3.2. Middel I richt zich met een motiveringsklacht tegen de vaststelling van het Hof dat ter zitting is gebleken dat tussen partijen vaststaat dat ervan kan worden uitgegaan dat aan het consumptieve element van de huistelefoonaansluitingen voor iedere functionaris een bedrag van ƒ 100 per maand is toe te rekenen. Volgens het middel is niet juist dat, zoals in het proces-verbaal van het verhandelde ter zitting is vermeld, C heeft opgemerkt "Met de door de inspecteur in de pleitnota genoemde ƒ 100 per werknemer voor het consumptieve element ga ik akkoord."
Het middel faalt, aangezien de vastlegging en vaststelling van hetgeen ter zitting is voorgevallen, aan het Hof zijn voorbehouden en deze niet onbegrijpelijk zijn. Anders dan het middel betoogt, mocht het Hof zijn gewraakte vaststelling baseren op de in het proces-verbaal vermelde verklaring van C, ook zonder dat deze was toegelicht.

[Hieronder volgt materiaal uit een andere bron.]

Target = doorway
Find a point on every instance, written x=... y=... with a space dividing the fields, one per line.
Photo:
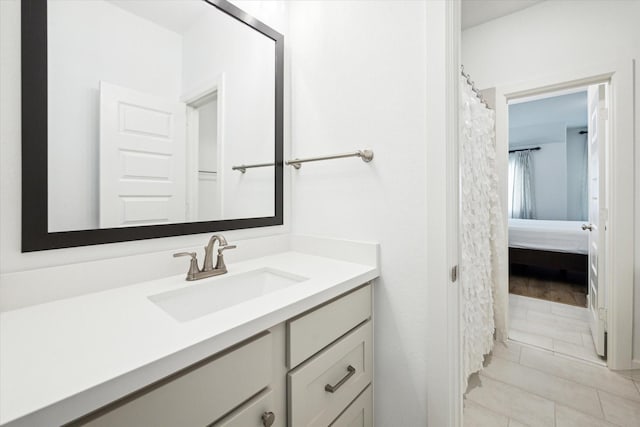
x=557 y=205
x=616 y=312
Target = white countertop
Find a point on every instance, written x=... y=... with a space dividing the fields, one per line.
x=63 y=359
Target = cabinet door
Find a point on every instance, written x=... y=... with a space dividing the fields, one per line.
x=312 y=331
x=258 y=412
x=359 y=413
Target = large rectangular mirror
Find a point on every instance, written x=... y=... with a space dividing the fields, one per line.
x=140 y=117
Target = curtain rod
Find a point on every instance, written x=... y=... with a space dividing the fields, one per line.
x=526 y=149
x=473 y=86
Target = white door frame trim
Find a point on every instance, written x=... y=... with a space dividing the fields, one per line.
x=203 y=89
x=620 y=187
x=444 y=366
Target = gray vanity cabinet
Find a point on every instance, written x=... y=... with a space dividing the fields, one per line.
x=313 y=370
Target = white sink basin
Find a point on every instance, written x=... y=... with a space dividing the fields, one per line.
x=217 y=293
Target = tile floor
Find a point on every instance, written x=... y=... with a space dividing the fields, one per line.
x=560 y=328
x=549 y=375
x=526 y=386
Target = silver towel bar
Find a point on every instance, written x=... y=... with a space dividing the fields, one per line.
x=365 y=155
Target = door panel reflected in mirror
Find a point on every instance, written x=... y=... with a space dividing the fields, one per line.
x=150 y=106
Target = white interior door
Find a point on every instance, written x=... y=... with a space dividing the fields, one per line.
x=142 y=158
x=597 y=135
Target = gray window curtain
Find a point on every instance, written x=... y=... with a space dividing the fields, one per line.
x=521 y=196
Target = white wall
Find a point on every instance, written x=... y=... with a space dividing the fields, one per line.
x=151 y=65
x=555 y=36
x=358 y=81
x=128 y=262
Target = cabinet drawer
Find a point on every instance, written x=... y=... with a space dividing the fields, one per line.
x=250 y=414
x=313 y=331
x=359 y=413
x=198 y=395
x=346 y=367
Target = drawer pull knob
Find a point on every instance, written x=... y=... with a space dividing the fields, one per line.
x=333 y=388
x=268 y=418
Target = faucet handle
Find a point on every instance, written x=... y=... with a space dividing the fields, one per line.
x=225 y=247
x=193 y=265
x=220 y=265
x=193 y=255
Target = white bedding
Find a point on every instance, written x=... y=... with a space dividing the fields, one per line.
x=556 y=236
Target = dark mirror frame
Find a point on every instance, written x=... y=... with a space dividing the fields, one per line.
x=35 y=233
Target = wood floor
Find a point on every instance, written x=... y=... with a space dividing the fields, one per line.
x=550 y=285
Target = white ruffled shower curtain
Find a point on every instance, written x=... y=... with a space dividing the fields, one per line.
x=483 y=242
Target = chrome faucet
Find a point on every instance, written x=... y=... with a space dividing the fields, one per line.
x=208 y=270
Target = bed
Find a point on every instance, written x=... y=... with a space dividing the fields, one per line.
x=560 y=245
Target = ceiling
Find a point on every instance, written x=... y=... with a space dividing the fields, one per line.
x=546 y=120
x=476 y=12
x=175 y=15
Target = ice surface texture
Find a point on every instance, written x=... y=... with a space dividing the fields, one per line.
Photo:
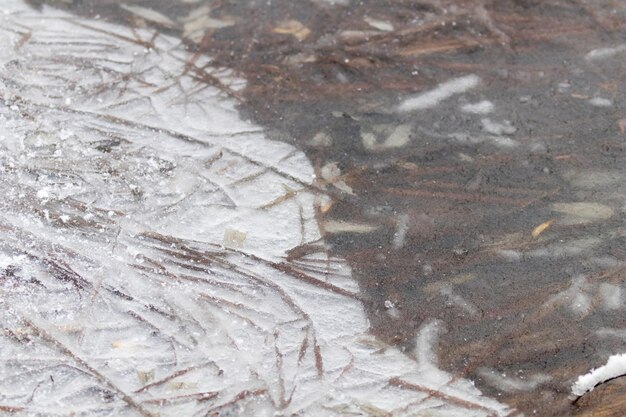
x=143 y=232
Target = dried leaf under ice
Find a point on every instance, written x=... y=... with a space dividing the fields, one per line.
x=124 y=165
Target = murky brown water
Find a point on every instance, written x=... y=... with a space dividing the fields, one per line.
x=503 y=220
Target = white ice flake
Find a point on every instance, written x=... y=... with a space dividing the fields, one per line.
x=158 y=282
x=442 y=92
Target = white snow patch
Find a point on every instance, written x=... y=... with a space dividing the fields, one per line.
x=440 y=93
x=402 y=226
x=481 y=107
x=604 y=53
x=615 y=367
x=600 y=102
x=498 y=128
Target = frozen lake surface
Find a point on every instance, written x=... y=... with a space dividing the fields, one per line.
x=312 y=208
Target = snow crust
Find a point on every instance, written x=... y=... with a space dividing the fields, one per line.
x=614 y=367
x=144 y=232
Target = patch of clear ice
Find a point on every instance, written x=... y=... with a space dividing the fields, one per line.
x=117 y=293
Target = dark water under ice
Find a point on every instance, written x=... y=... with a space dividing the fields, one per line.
x=475 y=156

3.3. Middel II klaagt erover dat het Hof de vormvoorschriften van artikel 8:61, lid 8, van de Algemene wet bestuursrecht geschonden heeft door het proces-verbaal niet voor te lezen en belanghebbende niet in de gelegenheid te stellen in het proces-verbaal wijzigingen aan te brengen en het te ondertekenen. Het middel faalt aangezien uit het proces-verbaal of 's Hofs uitspraak niet blijkt dat het Hof met betrekking tot de verklaring van C heeft bepaald dat deze geheel in het proces-verbaal zou worden opgenomen en zonder een dergelijke last de in voormeld artikellid neergelegde nadere voorschriften niet behoeven te worden toegepast.
4. Proceskosten
De Hoge Raad acht geen termen aanwezig voor een veroordeling in de proceskosten.
5. Beslissing
De Hoge Raad verklaart het beroep ongegrond.
Dit arrest is gewezen door de raadsheer D.G. van Vliet als voorzitter, en de raadsheren P. Lourens en J.W. van den Berge, in tegenwoordigheid van de waarnemend griffier E. Cichowski, en in het openbaar uitgesproken op 16 april 2004.